1. Windows 10 Computer with DOSBOX installed
2a. An FTDI USB to Serial adapter. Something like this will work.
2b. A multi radio programming cable like this which has USB built in already will work too. 
3. And of course, a radio to program

There is someone who has a webpage with step by step instructions that you can follow to get everything up and going.

Setting up DOSBOX to Program a Motorola Maxtrac or GM300

Here is a short YouTube video I made about the subject as well. The video says programming with Windows 7 since I made this video awhile ago but the there is no real difference between setting it up on Windows 7 or 10. This video is also only about the GM300 but its all the same for the Maxtrac and the M120. 

Programming the GM300 on Windows 7 YouTube Video

When it comes to programming these radios in the amateur radio bands, you will find some radios do no cover amateur radio frequencies and if you try to program an amateur frequency into them it will error out. All these radios are capable of operating pretty far outside of their band limits within reason of course. If you have one of these radios, for example with a 450 to 470 MHz spread. you can program it down into the amateur band by entering the frequency with the SHIFT key on your keyboard depressed.    
Desired frequency: 449.875 MHz
Actual characters entered with the shift key depressed: $$(.*&%

You still need to decimal point in the frequency so to enter the decimal point you will need to release the shift key momentarily to enter it. Once the frequency is entered in this way and you press ENTER you will see your desired frequency appear in normal numbers. You can now write the codeplug to the radio. 
This same trick also works on the Motorola GR1225 repeater as well. 

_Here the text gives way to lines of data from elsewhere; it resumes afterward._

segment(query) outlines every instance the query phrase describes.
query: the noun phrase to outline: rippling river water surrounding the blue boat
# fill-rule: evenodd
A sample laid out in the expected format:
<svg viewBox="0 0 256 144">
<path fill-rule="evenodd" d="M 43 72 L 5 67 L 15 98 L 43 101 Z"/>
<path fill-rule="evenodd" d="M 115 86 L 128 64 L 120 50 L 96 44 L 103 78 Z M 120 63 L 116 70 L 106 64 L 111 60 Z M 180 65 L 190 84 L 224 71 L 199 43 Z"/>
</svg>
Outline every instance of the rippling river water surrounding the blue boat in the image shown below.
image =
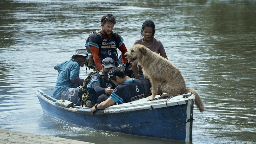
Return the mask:
<svg viewBox="0 0 256 144">
<path fill-rule="evenodd" d="M 153 20 L 168 59 L 201 95 L 193 144 L 256 141 L 255 1 L 1 0 L 0 8 L 0 128 L 97 144 L 185 143 L 86 129 L 43 113 L 35 91 L 55 86 L 53 66 L 84 48 L 112 13 L 127 49 Z M 81 68 L 81 77 L 88 72 Z"/>
</svg>

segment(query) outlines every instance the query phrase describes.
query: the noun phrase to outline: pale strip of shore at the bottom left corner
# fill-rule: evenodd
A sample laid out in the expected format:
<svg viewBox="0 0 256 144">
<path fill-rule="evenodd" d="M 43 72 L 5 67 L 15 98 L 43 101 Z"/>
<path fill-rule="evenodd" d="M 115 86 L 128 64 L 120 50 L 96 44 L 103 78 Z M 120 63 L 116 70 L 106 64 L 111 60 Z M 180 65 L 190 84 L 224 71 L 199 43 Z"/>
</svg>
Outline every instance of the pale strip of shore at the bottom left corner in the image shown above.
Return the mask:
<svg viewBox="0 0 256 144">
<path fill-rule="evenodd" d="M 34 133 L 20 132 L 0 128 L 0 143 L 33 143 L 33 144 L 92 144 L 89 142 L 64 139 Z"/>
</svg>

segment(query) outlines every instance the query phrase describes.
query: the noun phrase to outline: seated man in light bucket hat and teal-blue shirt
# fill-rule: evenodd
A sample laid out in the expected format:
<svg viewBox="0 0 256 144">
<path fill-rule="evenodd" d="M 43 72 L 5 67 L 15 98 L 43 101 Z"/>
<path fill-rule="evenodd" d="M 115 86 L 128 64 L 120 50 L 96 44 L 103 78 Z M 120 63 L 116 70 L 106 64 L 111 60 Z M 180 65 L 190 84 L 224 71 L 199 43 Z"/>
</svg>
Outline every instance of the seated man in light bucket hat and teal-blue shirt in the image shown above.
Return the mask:
<svg viewBox="0 0 256 144">
<path fill-rule="evenodd" d="M 86 49 L 77 49 L 70 60 L 54 66 L 58 70 L 58 78 L 53 92 L 53 97 L 60 100 L 71 101 L 76 106 L 80 105 L 79 95 L 82 95 L 79 85 L 83 85 L 84 79 L 79 78 L 80 67 L 84 67 L 86 61 Z"/>
</svg>

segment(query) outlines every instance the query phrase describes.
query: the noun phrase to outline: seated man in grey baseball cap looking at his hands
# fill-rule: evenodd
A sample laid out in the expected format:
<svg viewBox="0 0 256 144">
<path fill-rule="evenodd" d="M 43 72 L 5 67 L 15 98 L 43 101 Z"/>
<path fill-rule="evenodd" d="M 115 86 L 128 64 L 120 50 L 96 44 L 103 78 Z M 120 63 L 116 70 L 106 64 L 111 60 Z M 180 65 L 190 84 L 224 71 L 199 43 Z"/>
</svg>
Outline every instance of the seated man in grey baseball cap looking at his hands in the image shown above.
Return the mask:
<svg viewBox="0 0 256 144">
<path fill-rule="evenodd" d="M 111 95 L 116 86 L 108 79 L 108 72 L 110 69 L 116 67 L 115 64 L 116 62 L 109 57 L 102 60 L 102 69 L 92 75 L 92 78 L 87 85 L 89 97 L 85 102 L 86 107 L 93 107 L 98 103 L 98 97 L 100 95 Z"/>
</svg>

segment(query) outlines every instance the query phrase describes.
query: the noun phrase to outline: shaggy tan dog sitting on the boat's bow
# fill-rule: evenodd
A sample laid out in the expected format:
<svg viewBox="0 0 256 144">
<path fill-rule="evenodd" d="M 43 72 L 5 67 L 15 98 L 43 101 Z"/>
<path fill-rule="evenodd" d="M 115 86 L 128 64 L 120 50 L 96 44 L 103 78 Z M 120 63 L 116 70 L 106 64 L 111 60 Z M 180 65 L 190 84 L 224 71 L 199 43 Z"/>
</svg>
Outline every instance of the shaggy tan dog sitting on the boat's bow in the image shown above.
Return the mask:
<svg viewBox="0 0 256 144">
<path fill-rule="evenodd" d="M 204 111 L 204 103 L 199 94 L 194 89 L 186 88 L 179 68 L 174 66 L 169 60 L 164 59 L 156 52 L 152 52 L 141 44 L 133 45 L 124 56 L 132 64 L 139 62 L 142 66 L 143 75 L 150 80 L 152 95 L 148 97 L 148 101 L 155 99 L 157 87 L 160 84 L 162 91 L 166 93 L 161 97 L 170 97 L 191 92 L 195 95 L 195 103 L 200 112 Z"/>
</svg>

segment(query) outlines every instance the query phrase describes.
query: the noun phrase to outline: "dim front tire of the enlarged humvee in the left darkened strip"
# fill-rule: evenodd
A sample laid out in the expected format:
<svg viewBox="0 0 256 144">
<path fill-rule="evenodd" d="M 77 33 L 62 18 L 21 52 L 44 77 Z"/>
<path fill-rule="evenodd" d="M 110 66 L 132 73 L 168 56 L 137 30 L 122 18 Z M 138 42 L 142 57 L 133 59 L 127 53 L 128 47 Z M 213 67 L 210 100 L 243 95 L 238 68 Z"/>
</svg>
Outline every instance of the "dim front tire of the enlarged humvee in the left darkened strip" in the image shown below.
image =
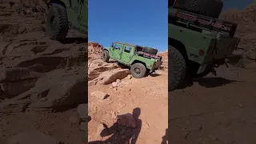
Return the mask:
<svg viewBox="0 0 256 144">
<path fill-rule="evenodd" d="M 51 4 L 46 19 L 46 30 L 52 40 L 62 41 L 66 38 L 69 24 L 64 6 L 56 3 Z"/>
</svg>

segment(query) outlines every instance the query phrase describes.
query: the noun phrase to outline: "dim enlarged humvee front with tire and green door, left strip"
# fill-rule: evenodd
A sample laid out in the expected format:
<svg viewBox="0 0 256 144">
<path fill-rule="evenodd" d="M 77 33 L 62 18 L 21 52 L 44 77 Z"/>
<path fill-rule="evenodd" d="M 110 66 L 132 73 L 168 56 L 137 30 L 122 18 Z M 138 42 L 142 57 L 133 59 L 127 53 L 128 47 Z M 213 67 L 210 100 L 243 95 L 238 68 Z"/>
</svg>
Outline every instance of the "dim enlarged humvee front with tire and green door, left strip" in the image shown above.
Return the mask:
<svg viewBox="0 0 256 144">
<path fill-rule="evenodd" d="M 88 32 L 88 0 L 51 0 L 46 30 L 52 40 L 64 40 L 68 30 Z"/>
</svg>

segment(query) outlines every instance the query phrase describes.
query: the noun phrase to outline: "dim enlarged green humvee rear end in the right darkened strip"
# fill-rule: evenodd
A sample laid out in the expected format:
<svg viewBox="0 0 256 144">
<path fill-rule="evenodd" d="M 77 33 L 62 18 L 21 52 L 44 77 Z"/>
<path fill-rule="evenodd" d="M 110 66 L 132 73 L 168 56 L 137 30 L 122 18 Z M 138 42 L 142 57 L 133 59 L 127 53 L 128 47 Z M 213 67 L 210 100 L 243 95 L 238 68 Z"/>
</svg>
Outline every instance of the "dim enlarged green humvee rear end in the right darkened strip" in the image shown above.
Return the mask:
<svg viewBox="0 0 256 144">
<path fill-rule="evenodd" d="M 224 65 L 238 46 L 237 24 L 219 19 L 222 0 L 169 0 L 169 91 L 187 78 L 204 77 Z"/>
</svg>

On some radios that have tunable coils in their receiver front end you may need to tune these coils for maximum receiver sensitivity. This will depend on how far out of the radios original band you go. Tuning of the RX front end coils should be done with a proper set of plastic tuning tools. 
With the transmitter, you may find for example a 450-470 MHz radio that is programmed into the amateur band you may notice a decrease in transmitted output power. Usually the output power decrease it not enough to make a difference. If the radio is programmed far enough out of its original band the TX power output decrease may be more than you want, this sometimes can be solved by squeezing some of the coils in the Power Amplifier section. These coils are usually pretty obvious because they are typically spread apart somewhat. Squeezing each coil a little bit and testing the power output at each point. What the squeezing of these coils does is lower the resonant frequency of the circuit to more closely match the frequency you programmed into the radio. BE VERY CAREFUL DOING THIS! Go slow and if you are going to do this, do it with the radio connected to a power supply with a current meter and keep watch for a sudden increase in current draw. If you see the current draw spike you most likely have gone too far and should put the coil you changed back to where it was.